Figuring out where I actually fit in the family I had always known while dodging the collateral damage in the form of angry siblings, feuding parents and a tsunami of extended family that felt the need to interject their own hateful diatribe into a child wasn’t easy.
You would think after being lied to and dealing with the aftershock of truth bombs exploding through my life that I would have stayed as far away from lies and the people who tell them as possible.
Truth is, I haven’t. It seems that I am a magnet for the delusional and pathological liars of the world which has made them super easier to spot. From online catfishing, to an ex-girlfriend telling mutual friends that I stabbed them (seriously, people believed her), to ‘friends’ who create intricate webs of lies that all eventually untangle in historic fashion after a few wines or simply over exaggerating a story to appear more interesting; I’ve seen it all. Which has left me more than a little sceptical.I too have a tendency to over exaggerate and it is an ugly trait that I have to keep in check daily and I’m not ashamed to admit that sometimes I fail, I am human. Owning the crappy parts of ourselves is the only way forward and recognising my own shortfalls is the healthiest way to make better choices.
I’m making a commitment to live my life authentically, truthfully and without hidden agendas. I am choosing to separate myself daily from anyone who doesn’t share the same philosophy. Nothing can or should stop me from continuing to speak up when things aren’t right or when people deserve to know the truth because, regardless of the situation, we all do. It’s not always easy to say it like it is, but I can guarantee that even through the fallout, the truth is beautiful because it’s real.

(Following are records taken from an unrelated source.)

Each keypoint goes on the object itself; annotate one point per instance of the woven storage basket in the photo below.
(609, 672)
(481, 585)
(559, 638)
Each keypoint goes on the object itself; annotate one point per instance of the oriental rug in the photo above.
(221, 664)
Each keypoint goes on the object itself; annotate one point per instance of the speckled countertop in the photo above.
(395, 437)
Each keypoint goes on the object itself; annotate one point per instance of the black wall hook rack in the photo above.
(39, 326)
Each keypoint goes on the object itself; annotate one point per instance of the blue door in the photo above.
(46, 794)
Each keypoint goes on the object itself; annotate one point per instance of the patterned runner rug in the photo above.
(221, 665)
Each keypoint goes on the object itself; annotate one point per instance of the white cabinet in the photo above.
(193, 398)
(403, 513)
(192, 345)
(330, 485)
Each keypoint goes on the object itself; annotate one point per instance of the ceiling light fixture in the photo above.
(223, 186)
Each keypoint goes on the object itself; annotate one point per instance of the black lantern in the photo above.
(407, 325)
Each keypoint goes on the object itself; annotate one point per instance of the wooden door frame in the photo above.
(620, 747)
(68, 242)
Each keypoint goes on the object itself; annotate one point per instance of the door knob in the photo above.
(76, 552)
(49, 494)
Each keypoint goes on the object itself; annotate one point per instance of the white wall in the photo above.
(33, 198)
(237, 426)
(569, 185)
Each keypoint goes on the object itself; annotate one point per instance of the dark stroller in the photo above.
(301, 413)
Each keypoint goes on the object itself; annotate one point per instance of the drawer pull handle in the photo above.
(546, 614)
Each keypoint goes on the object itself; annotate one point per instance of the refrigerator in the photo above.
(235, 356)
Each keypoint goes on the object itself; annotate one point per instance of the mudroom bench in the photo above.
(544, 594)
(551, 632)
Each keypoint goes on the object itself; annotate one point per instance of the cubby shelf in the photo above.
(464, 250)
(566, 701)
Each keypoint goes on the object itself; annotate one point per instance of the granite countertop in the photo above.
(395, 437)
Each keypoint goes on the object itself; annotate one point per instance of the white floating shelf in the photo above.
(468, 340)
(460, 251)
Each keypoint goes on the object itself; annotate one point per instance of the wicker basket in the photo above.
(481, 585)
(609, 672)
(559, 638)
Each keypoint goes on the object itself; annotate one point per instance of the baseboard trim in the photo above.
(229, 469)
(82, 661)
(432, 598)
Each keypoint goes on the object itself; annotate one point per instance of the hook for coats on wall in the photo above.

Wouldn’t it be nice if instead of pretending we’re all extra’s on Pretty Little Liars, we could pop on our big girl panties and just get on with letting the truth bombs fall where they may. Yes, being respectful is important so you should proceed with equal parts bravery and tact and no, it won’t always be pretty but I would rather be temporarily bruised by the truth than blissfully unaware and saturated in bullshit, any day.